Hong Kong targets high value cargo and e-commerce opportunities in ‘Airport City’ strategy

Hong Kong International Airport (HKIA) has identified three strategic areas for future development: capturing cross-boundary e-commerce opportunities, targeting high-end, high-value cargo, and enhancing cargo services for the region.

The plans are revealed in the airport authority’s “From City Airport to Airport City” report released today, which outlines “an ongoing transformation that integrates the airport with many functions surrounding it, turning it into a much bigger entity – an Airport City – that drives the economic growth of Hong Kong and the region, while further strengthening HKIA’s status as an international aviation hub”.

HKIA was ranked the world’s busiest cargo airport by Airports Council International in 2018, occupying the top spot for the ninth consecutive year, and the strategy aims to secure this leading position, says the authority.

“Our strategy of focusing on the high-growth areas of e-commerce and high-value cargo is a direct response to changing trends in global trade.”

It adds that e-commerce’s demand for timely delivery to consumers in different parts of the world can be met through HKIA’s extensive air network of 220 destinations worldwide, many of which are also hubs in their own or major cities served by frequent flights.

The airport authority notes that the rise of e-commerce coincides with the increasing demand for high-value goods, most notably in Asia. It lists electronic goods, fresh or perishable produce, and pharmaceuticals as falling into this broad category of high-value goods that are best served by air cargo.

“Increasingly, airlines are using the bellies of passenger planes to deliver the orders – many are small parcels of high value – in a timely manner, taking advantage of the frequency of passenger flights.”

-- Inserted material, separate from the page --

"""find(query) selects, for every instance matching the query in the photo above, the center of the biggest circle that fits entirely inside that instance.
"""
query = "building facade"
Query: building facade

Air cargo also plays a pivotal role in the supply chains for the manufacture of high-end products, which rely on increasingly globalised and specialised division of labour. “The manufacturing of a premium consumer electronic device, for instance, requires the supply of numerous parts made in a large number of locations spread across different continents.”

HKIA has previously announced plans to expand express and airmail facilities and the development of a premium logistics centre has already begun. Covering 5.3 hectares, with an expected gross floor area of 380,000 sq m, and designed to serve e-commerce, temperature-controlled airfreight and transhipment, the centre is due to open in 2023.

In March, HKIA obtained CEIV Fresh (IATA’s certification for perishable logistics) in addition to its CEIV Pharma certification for pharmaceutical products. The airport plans to foster closer collaboration with other major pharma hubs to develop a ‘Cold-Chain Corridor’ providing an end-to-end solution for temperature-controlled cargo.

The third focus of the strategy – enhancing cargo services for the region – includes studying the feasibility of building an intermodal air cargo handling facility at the new airside Eastern Support Area of the Three-Runway System to support land-sea and sea-air transhipment.

The Airport City report calls for the infrastructural and functional enhancements as well as “a flexible planning approach which allows the airport to be more responsive to market changes and trends, which in many ways are driven by new technology”.

The AA’s Airport City vision echoes the Outline Development Plan for the Guangdong-Hong Kong-Macao Greater Bay Area (GBA) which has designated Hong Kong as the region’s international aviation hub, and is also in line with the Hong Kong Government’s Lantau Tomorrow Vision which aims to reinforce Lantau’s role as a ‘Double Gateway’ to the world and the GBA.